Workers at Silicon Valley start-ups are using LSD to gain “superhuman” creativity. Would the original psychonauts approve of their intentions?
Microdosing has been on everyone’s tongues for years. People are taking “subperceptual” doses of LSD or psilocybin mushrooms to achieve personal betterment, with proponents claiming everything from an increased sense of daily bliss to heightened productivity in the workplace.
San Francisco’s tech hub has picked up on the practice, with an increasing number of startup workers practicing a regimen of dosing every few days, so as not to experience diminishing psychoactive returns. Rolling Stone describes the average experimenter as someone seeking an alternative to Adderall, an “Ubersmart twentysomething” curious to see whether microdosing will help him or her work through technical problems and become more innovative.
Microdosing is a solution for many sleep-deprived tech workers in highly-competitive workplace cultures. Some workers describe seemingly super-human cognitive strengths allowing them to explore new lines of thinking and solve problems more creatively. Microdosing is taking enough to heighten perception, but not enough to get trippy.
Paulo Torres, a 32-year-old artist/producer for Five Towers in Los Angeles, believes it’s hard to see the original psychonauts endorsing the practice for such ends. It’s nearly reminiscent of the days when overworked, nonunionized factory workers would grab a cocaine-infused bottle of Coca-Cola at the refreshment cart to get through long labor shifts. People in the tech industry are already working at least 60 hours a week. It’s not just the overachievers; at some companies, it is simply the standard for employment.
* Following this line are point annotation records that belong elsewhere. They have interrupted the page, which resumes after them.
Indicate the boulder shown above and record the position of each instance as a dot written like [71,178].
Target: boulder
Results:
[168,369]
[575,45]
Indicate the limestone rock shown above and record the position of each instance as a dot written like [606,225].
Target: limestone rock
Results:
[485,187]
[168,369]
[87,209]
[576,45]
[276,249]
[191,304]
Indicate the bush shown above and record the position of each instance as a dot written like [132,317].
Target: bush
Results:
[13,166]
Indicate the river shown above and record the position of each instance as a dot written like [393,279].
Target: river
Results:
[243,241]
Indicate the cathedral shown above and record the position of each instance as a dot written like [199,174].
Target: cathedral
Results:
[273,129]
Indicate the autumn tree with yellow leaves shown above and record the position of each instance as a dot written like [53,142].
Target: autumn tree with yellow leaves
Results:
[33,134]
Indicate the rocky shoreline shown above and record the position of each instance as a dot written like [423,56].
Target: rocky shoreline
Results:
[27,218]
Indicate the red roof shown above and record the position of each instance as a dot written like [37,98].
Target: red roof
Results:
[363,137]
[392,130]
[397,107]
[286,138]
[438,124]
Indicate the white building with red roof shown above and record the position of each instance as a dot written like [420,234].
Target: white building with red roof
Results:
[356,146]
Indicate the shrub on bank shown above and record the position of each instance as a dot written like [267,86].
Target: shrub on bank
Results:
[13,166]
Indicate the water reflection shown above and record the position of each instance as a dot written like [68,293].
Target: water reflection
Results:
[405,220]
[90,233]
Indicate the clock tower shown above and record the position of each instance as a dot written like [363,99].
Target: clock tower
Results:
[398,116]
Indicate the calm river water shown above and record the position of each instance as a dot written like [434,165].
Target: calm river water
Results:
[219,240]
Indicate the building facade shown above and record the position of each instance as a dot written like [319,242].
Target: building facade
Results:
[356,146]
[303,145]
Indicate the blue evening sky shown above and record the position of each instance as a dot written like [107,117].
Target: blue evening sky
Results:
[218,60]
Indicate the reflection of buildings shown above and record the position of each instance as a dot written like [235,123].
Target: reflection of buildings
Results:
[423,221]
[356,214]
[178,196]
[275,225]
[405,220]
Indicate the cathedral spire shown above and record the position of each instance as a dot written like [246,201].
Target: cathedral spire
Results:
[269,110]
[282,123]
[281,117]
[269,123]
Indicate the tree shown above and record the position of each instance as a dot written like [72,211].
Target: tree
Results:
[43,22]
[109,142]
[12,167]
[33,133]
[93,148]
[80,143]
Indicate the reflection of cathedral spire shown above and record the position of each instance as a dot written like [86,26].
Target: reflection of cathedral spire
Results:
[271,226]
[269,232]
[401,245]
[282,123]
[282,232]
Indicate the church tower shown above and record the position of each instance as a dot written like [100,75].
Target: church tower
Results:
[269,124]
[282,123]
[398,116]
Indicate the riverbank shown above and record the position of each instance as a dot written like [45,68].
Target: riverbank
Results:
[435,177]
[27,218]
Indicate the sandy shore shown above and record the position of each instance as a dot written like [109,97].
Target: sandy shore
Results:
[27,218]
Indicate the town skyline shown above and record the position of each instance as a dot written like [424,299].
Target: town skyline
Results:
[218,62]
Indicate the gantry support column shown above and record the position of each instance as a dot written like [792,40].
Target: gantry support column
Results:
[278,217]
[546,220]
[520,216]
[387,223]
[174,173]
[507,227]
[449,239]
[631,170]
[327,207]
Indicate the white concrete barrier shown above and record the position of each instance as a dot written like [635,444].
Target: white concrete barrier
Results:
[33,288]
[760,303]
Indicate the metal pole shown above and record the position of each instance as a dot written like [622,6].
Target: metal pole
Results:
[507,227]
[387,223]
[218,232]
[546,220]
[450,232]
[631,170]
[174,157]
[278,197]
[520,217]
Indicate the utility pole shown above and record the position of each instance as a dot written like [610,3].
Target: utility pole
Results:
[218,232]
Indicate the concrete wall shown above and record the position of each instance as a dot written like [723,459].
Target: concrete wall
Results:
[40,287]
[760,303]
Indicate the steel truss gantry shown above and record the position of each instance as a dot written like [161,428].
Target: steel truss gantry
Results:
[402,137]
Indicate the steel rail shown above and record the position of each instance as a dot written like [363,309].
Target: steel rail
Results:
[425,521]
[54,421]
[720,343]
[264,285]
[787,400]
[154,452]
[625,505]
Torres explained to me that he’s been micro-dosing with psilocybin for the five years since he had an existential crisis. “I reached a point in my life where I began questioning my purpose, what the world was, and why I was here. I felt lost”. Then he discovered Timothy Leary, and that’s when he started microdosing. Unable to find mushrooms in LA, Torres decided to teach himself how to grow his own. He ended up with some different varieties, made the mushrooms into capsules and journaled what happened when he took different doses. His process included meditation and eventually transformed him into something of a medicine man, and can now “administer the right dose for the type of experience a person wants to have.”
Torres says that microdosing makes his thoughts move more freely. “Anywhere that my awareness, thoughts, or senses went became an immersive experience. In modern society, we develop a numbness to our surroundings. We are of the world, and the world is not naturally like this: billboards, TV, big cities, etc. Many people never get outside of their conditioned minds; microdosing helped me find my true power. I create the experience I want to have in this life, and that is both healthy and exciting,” says Torres.
Torres believes using hallucinogens and psychedelics for egotistical ends can result in personal consequences. His philosophy resembles Leary and Ram Dass’ Harvard experiments with LSD and their ensuing writings, which don’t encourage using LSD to increase productivity for productivity’s sake but rather for dealing with what holds us back from realizing our full potential.
Perhaps we should not be questioning the validity of micro-dosing, but rather the intentions of those who try it.